Gibson Woods Wild Ones is a local chapter of Wild Ones: Native Plants, Natural Landscapes, a nationwide group formed more than a decade ago with the mission of educating people about the benefits of using native plants. Such groups, and educators like Mohar and Tallamy, want to help others understand that gardens brimming with lilies, hydrangeas and rosebushes don’t provide nourishment to insects, birds and butterflies. Indeed, Tallamy points out in his book that butterfly bushes only benefit adult butterflies, because they like the flower’s nectar, but their larvae can’t eat it.

“They might as well be plastic,” said Tallamy about certain ornamental plants that fall in the “not in our backyard” category.

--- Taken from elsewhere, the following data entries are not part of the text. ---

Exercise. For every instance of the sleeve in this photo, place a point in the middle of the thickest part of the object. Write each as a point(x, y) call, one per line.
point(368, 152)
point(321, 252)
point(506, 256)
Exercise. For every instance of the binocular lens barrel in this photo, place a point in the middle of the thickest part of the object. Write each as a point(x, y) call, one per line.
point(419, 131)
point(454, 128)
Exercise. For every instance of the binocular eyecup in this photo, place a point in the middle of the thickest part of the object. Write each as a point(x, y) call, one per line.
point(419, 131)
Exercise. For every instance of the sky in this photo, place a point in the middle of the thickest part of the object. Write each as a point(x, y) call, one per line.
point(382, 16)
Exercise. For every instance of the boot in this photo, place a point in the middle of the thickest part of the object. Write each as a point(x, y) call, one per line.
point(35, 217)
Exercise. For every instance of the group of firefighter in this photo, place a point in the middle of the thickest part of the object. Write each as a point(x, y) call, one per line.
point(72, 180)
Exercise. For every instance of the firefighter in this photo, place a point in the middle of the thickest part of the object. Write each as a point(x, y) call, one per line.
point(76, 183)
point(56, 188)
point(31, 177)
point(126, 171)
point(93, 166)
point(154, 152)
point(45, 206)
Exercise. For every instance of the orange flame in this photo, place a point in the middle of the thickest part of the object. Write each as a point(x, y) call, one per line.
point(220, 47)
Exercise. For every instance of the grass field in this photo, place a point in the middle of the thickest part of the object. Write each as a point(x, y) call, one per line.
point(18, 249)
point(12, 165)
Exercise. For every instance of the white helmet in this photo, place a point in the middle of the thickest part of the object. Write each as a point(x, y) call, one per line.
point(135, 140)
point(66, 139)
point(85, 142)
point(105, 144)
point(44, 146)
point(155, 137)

But natives doesn’t have to mean a garden of taupe and brown. Instead, pretty patches of phlox — which comes in several different colors — can feed eight species of butterflies.

Mohar credits her love of the outdoors to growing up on a family farm in Central Illinois.

“The diversity of wild flowers on our family farm was not nearly as large as what’s here in Northwest Indiana," she said. "That’s the interesting thing about The Region, with its smokestack industries and the dunes and its amazing biodiversity.”

Mohar lives in a wooded area near Chesterton.

“We were fortunate to find land that was biodiverse and hadn’t been over-grazed,” she said. “We have an unfolding of flowers starting in March and going on until the frost. On our property I have found over 200 native species.”

To illustrate her talk, Mohar showed photos of local winners of the 2011 Shirley Heinze Land Trust "Bringing Nature Home" awards, such as Jay Gallagher, developer of the green and sustainable East Edge Homes in Miller, who uses native grasses, dune grasses and native prairie flowers like black-eyed Susans, goldenrod and lupine instead of a lawn; the Taltree Arboretum native plant garden overseen by Patty Stimmel; the restoration of a cattail marsh led by Susan Mihalo and Gerry Lehmann at Long Lake Marsh in Ogden Dunes; and Franklin Academy Native Landscape in East Chicago sponsored by BP Whiting.

“This year Spencer Cortwright was awarded a BNH award in the individual category,” Mohar said. “He has turned his Valparaiso lawn into a prairie planting.”  

Gallagher says that once established, the maintenance requirements of a native garden are very low.

“This area was a natural prairie and it wants to return to that,” he says. “All we have to do is help it along a bit and it will do quite well. The water that it would take to support a traditional lawn would be wasteful, not to mention that the chemicals needed to keep a lawn green would be constantly leaching into the groundwater and eventually into the lake.”

It’s all about returning native plants to where they belong and they in turn will nurture the soil and give nourishment to insects which in turn become bird food. The birds then pollinate the plants creating an interconnected loop and one that saves our resources and is good for our earth.